Retiring PBA Executive Director Barry Simpson Presented with Chief Justice John P. Flaherty Award

HARRISBURG (March 3, 2023) — The Pennsylvania Bar Association (PBA) Conference of County Bar Leaders (CCBL) honored PBA Executive Director Barry Simpson with its Chief Justice John P. Flaherty Award. The award was presented at the 57th Annual Seminar of the Conference of County Bar Leaders on March 3 in Hershey. Simpson, the longest-serving executive director in the more than 125-year history of the PBA, will be retiring in May.

The Flaherty Award honors the work of an association member for supporting and promoting the projects and purposes of the CCBL and for efforts to improve the legal profession, the justice system and the community.

Since joining the PBA in 1999, Simpson has built alliances in the organized bar community. He created the statewide series of annual Presidents’ Dinners that brought together PBA leaders and presidents and state and local bar association leaders. He also supported the creation of a special program for local bar executives at the PBA Midyear Meeting, and he has continued to encourage funding and staffing for the CCBL and the PBA’s County Bar Services Department.

One of Simpson’s priorities was promoting diversity within the legal profession and organized bar community. He spearheaded the hiring of the PBA’s first diversity officer and supported the efforts of the PBA Diversity Task Force and Diversity Team, the PBA Women in the Profession, LGBTQ+ Rights, Minority Bar, and Civil and Equal Rights committees.

Focusing on leadership initiatives, Simpson urged the creation of a task force that expanded the number of appointed members on the PBA Nominating Committee, which is responsible for identifying future PBA leaders. In addition, the PBA Federal Practice Committee, one of the association’s largest and most active committees, was formed with Simpson’s guidance.

Internally, Simpson led the integration of the Pennsylvania Bar Institute, which had functioned as a separate nonprofit organization, into the PBA as the association’s education department.

Simpson has instituted a variety of programs and services to benefit lawyers and local bar associations. Among his numerous achievements include leading the creation of the PBA’s first free online legal research program for members, assisting in negotiating legal malpractice insurance plans to benefit members and spearheading the PBA’s social media efforts.

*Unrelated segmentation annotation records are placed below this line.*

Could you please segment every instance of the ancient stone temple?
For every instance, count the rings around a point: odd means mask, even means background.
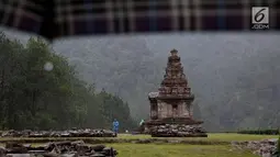
[[[150,92],[148,99],[150,119],[145,122],[145,131],[152,136],[206,136],[200,126],[203,122],[193,120],[194,96],[176,49],[170,52],[158,91]]]

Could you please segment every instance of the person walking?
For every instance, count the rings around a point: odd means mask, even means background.
[[[116,121],[116,119],[114,119],[114,122],[113,122],[113,132],[115,133],[115,135],[117,135],[117,132],[119,132],[119,122]]]

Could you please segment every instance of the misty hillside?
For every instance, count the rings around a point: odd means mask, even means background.
[[[147,93],[159,87],[169,51],[178,49],[194,114],[213,131],[279,126],[279,44],[272,34],[186,34],[81,37],[57,41],[54,49],[83,80],[126,100],[135,119],[148,116]]]

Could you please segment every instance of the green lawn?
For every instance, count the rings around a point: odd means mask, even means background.
[[[97,138],[97,137],[75,137],[75,138],[0,138],[0,143],[10,139],[20,142],[45,143],[42,139],[83,139],[85,142],[98,141],[100,144],[112,146],[119,152],[119,157],[257,157],[248,150],[237,150],[231,146],[232,141],[260,141],[266,138],[277,138],[278,135],[245,135],[245,134],[226,134],[226,133],[212,133],[209,137],[172,137],[171,139],[186,141],[190,143],[184,144],[133,144],[135,139],[149,139],[149,135],[128,135],[120,134],[116,138]],[[124,139],[123,143],[115,143],[116,141]],[[160,137],[165,141],[166,138]],[[169,138],[170,139],[170,138]],[[198,141],[199,143],[191,143]],[[107,143],[109,142],[109,143]],[[111,143],[110,143],[111,142]],[[113,142],[113,143],[112,143]],[[200,142],[204,142],[203,145]],[[213,143],[212,143],[213,142]],[[222,145],[215,142],[224,142]],[[37,144],[35,144],[37,143]],[[93,144],[93,143],[89,143]]]
[[[234,150],[228,145],[156,145],[108,144],[120,157],[257,157],[247,150]]]
[[[213,142],[232,142],[232,141],[260,141],[267,138],[278,138],[278,135],[248,135],[248,134],[234,134],[234,133],[210,133],[208,137],[171,137],[172,139],[183,139],[183,141],[213,141]],[[120,134],[117,138],[127,139],[143,139],[152,138],[149,135],[130,135]],[[164,138],[164,137],[157,137]]]

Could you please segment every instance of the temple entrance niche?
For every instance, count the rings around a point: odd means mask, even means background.
[[[171,106],[172,106],[172,117],[177,117],[179,115],[179,113],[178,113],[178,104],[173,103]]]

In addition to his PBA responsibilities, Simpson is a current member of the Supreme Court of Pennsylvania’s Continuing Legal Education Board. He is a past board chair of the Supreme Court of Pennsylvania’s Interest on Lawyers’ Trust Accounts Board, and past treasurer and member of the Supreme Court Attorneys’ Fund for Client Security.

Simpson has been an active member of the Pennsylvania Association of Bar Executives and he has served on working committees of the National Association of Bar Executives.

A PBA member since 1973, Simpson served in the PBA House of Delegates from 1996 to 1999.

Among his honors, Simpson received the Allegheny County Bar Association’s 2018 Amram Award, which is given to those who personify professional excellence and who have demonstrated substantial commitment to the ideals of the Allegheny County Bar Association and the betterment of the legal community. In 2015, he received the Conference of County Bar Leaders’ Arthur J. Birdsall Award, which recognizes a bar executive who demonstrates professional excellence, who is committed to the success of his or her bar association and who significantly enhances the stature of his or her bar association.

Prior to leading the PBA staff, Simpson was a partner in the Pittsburgh law firm of Ecker, Rome, Simpson and DeAngelis PC, where he joined in overseeing the daily business operations of the firm and the legal and administrative staffs.

While in Allegheny County, Simpson was a member of the PBA House of Delegates and served as a delegate to the American Bar Association. He served as president of the Allegheny County Bar Association in 1998, and is a member of the Academy of Trial Lawyers of Allegheny County, the Pennsylvania Association for Justice and American Trial Lawyers associations.

Simpson received his Juris Doctor from the University of Pittsburgh School of Law and his Bachelor of Science degree in marketing management from The Pennsylvania State University.

The Conference of County Bar Leaders, whose membership includes leaders from county bar associations throughout the state and from the Pennsylvania Bar Association, organizes a yearly educational conference focusing on the exchange of innovative bar association projects and ideas and on the development of mutually beneficial relationships among bar leaders that improve the legal profession.